Recently, the United States Department of Homeland Security issued a particular advisory stating the primary risk to the homeland is home violent extremists, of which incels are an element.

To be clear, not all incels are harmful. But given the consistency of the language inside the community, the problem is figuring out those that pose a risk versus the idle chatter online. “This is not picking out the needle from a haystack,” Crimando says, “This is picking out a needle from a stack of needles.”

So, what may be carried out from a regulation enforcement standpoint to forestall the subsequent incel homicide?  

“When we think about prevention,” Crimando says. “Prevention is creating an off-ramp…where maybe the response is mental health help, connecting them with other people who have been de-radicalized to help them understand there’s alternatives.”

“When we start to realize just how much we have in common … it reduces the likelihood that the other is the enemy and we realize the enemy…is actually much more like us than we probably know,” says Crimando. “I have hope that that’s going to happen.”

Bianca Devins
Bianca Devins, proper, and Kim Devins

Kim Devins


Bianca’s family shares that sense of hope and is popping their grief into motion. They labored with native politicians to assist move “Bianca’s Law,” a federal invoice that might maintain social media corporations accountable for permitting violent and graphic content material on their platforms.

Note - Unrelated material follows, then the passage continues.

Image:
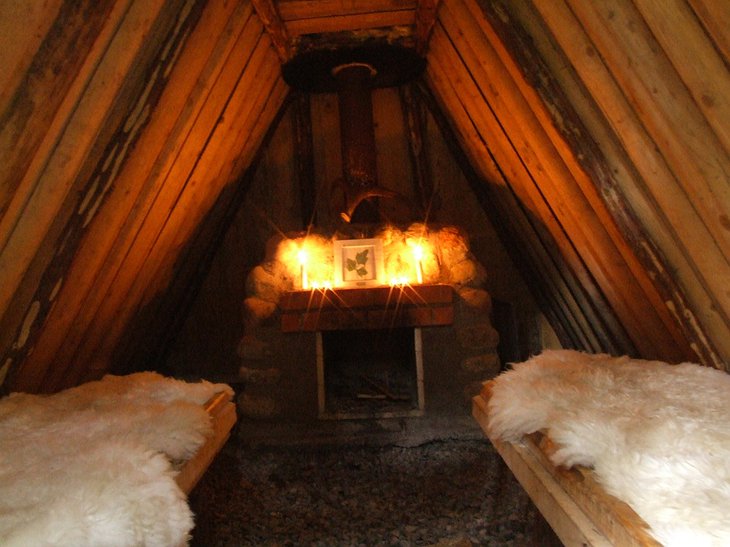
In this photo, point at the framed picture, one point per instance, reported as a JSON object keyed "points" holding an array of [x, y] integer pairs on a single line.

The family has additionally established a scholarship in Bianca’s identify, supposed for college kids following in Bianca’s ambitions of serving to adolescents with psychological well being struggles like she had skilled. 

When Bianca was in her darkest days and struggled to deal with her personal psychological well being, Kim says she made her daughter a promise that if she fought to dwell, Kim would at all times be by her facet. “As part of honoring Bianca’s memory, I will always keep that fight alive.”